A writer friend had to kill off a beloved character to develop another. She cried as she wrote the funeral, but she said that it helped write the pain of the fictional person. When I read what she had written, I knew she’d nailed it, despite having the good fortune of never having lost anyone close to her.

SAMPLES

1. “Remorse is not nothing. Grief is not useless. It changes the heart of a people. It cautions them to think better, to think in new ways, before they are once again tempted to bomb and beat a people into submission, into ‘freedom.’ It makes them new – and eventually the society with them. One person at a time finally learns to feel. It’s called ‘soul.’
Joan Chittister NATIONAL CATHOLIC REPORTER

2. Mawmaw goes to the Vietnam War Memorial wall to see her grandson’s name. The memorial is a long black wall with all the names of the soldiers killed arranged chronologically.
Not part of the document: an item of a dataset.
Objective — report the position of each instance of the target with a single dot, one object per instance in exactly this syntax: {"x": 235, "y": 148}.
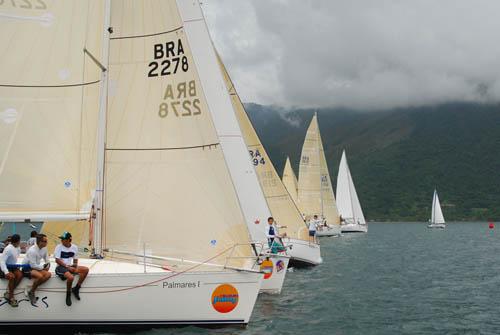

She was too short to reach it, so someone gets a stepladder so the old woman can climb.

“Mawmaw reaches toward the name and slowly struggles up the next step, holding her dress tight against her. She touches the name, running her hand over it, stroking it tentatively, affectionately like feeling a cat’s back. Her chin wobbles, and after a moment, she backs down the ladder silently.”
Bobbie Anne Mason IN COUNTRY

3. “That night in the hotel room, I looked at myself in the mirror for a long time but I didn’t shave off my beard or cut my hair. I kept thinking about Sean under the frozen ground and I had a crushed feeling in my stomach. I decided when my time came I wanted to be burned. I didn’t want to be down there under the ice.”
Michael Connelly THE POET

4. “I’d close my eyes more tightly or increase the flow of the faucet or turn up the radio. I didn’t let myself admit that the only way I might see you, again, was in that last moment when you would be back to gather your footsteps like an armful of brilliant dessert flowers, a consolation prize, you would present to me in return for losing you forever.
Jody Picoult VANISHING ACTS

5. After great pain, a formal feeling comes
The Nerves sit ceremonious, like Tombs
The stiff Heart questions was it He, that bore,
And Yesterday, or Centuries before?
The Feet, mechanical, go round
Of Ground, or Air,
or Ought A Wooden way
Regardless grown,
A Quartz contentment, like a stone

This is the Hour of Lead
Remembered, if outlived,
As Freezing persons recollect the Snow
First-Chill-then Stupor-then the letting go
EMILY DICKINSON

EXERCISES

1. Set a timer for ten minutes. Pick up a pen and paper and write until the timer goes off starting with the sentence “I never hurt so much as when…”

2. List all the things that happen a week after a funeral, ordinary, related and unrelated.

3. Describe what happens when a man aged 35 goes back to work after her three days of leave for his wife's death in a car accident.

4. Write 50 words describing the reaction of a mother as she listens to a doctor tell her that her child has cancer.